This morning, former President Donald Trump announced his intent to sue the CEOs of Facebook, Google, and Twitter for their companies’ decisions to deplatform him, claiming this infringes on his First Amendment right. His intent to sue also demands that Section 230 be declared unconstitutional.
Fight for the Future released the following statement, which can be attributed to Evan Greer, Director (she/her pronouns).
This is not a lawsuit. It’s a fundraising grift. While it’s silly to pretend that the moderation decisions of Big Tech don’t have a significant impact on free expression, the First Amendment enables private platforms to make exactly the kind of moderation decisions they wish to make as non-government entities. From a legal perspective, this lawsuit is likely to go nowhere. Moreover, its disingenuous attack on Section 230 reveals a laughable misunderstanding. Without 230, platforms would likely have removed controversial figures like Trump long ago.

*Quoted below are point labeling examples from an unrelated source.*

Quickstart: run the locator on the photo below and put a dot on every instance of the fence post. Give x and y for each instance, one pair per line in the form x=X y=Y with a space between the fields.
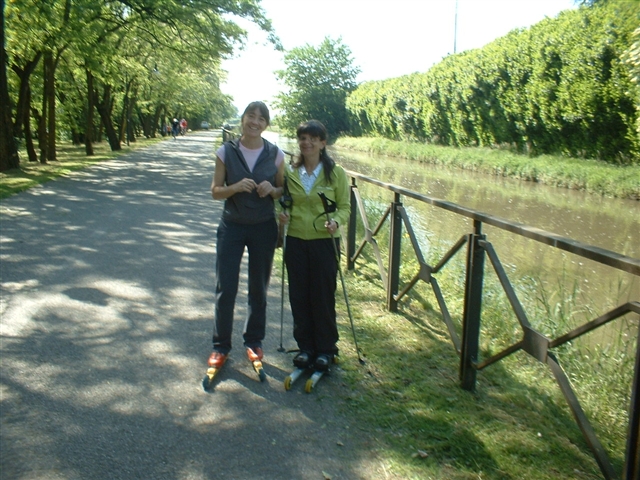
x=351 y=232
x=632 y=463
x=472 y=308
x=395 y=239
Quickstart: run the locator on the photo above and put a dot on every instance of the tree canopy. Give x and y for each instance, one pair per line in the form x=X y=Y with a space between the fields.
x=318 y=80
x=135 y=62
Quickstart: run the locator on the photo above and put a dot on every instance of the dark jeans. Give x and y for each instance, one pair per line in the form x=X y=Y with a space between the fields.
x=312 y=268
x=260 y=241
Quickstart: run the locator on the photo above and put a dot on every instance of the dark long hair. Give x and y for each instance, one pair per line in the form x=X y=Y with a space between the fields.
x=264 y=110
x=316 y=129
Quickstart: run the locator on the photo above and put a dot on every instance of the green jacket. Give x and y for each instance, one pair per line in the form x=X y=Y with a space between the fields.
x=307 y=210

Trump’s legal showboating will fan the flames of unhelpful back and forth over whether platforms should or shouldn’t deplatform a specific account. His bogus claims only create confusion and downplay legitimate concerns about how haphazard or overzealous content moderation leads to removal of content, often disproportionately impacting marginalized communities.

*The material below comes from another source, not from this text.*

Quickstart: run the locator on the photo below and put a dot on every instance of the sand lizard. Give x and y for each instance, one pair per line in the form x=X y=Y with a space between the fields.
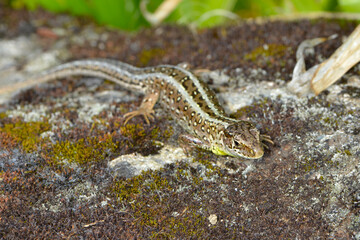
x=189 y=100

Tech companies make content moderation decisions out of self-preservation, not principle — with the result being that people with more power have outsized influence over moderation decisions. While the former president’s ban from social media may have removed the man himself, it hasn’t changed the social media dynamics that helped him get there in the first place. Banning data harvesting, micro targeting, and non-transparent algorithmic amplification would do way more to combat the online spread of white supremacy, disinformation, and to restore democratic norms on our online spaces, than banning any individual account or set of accounts.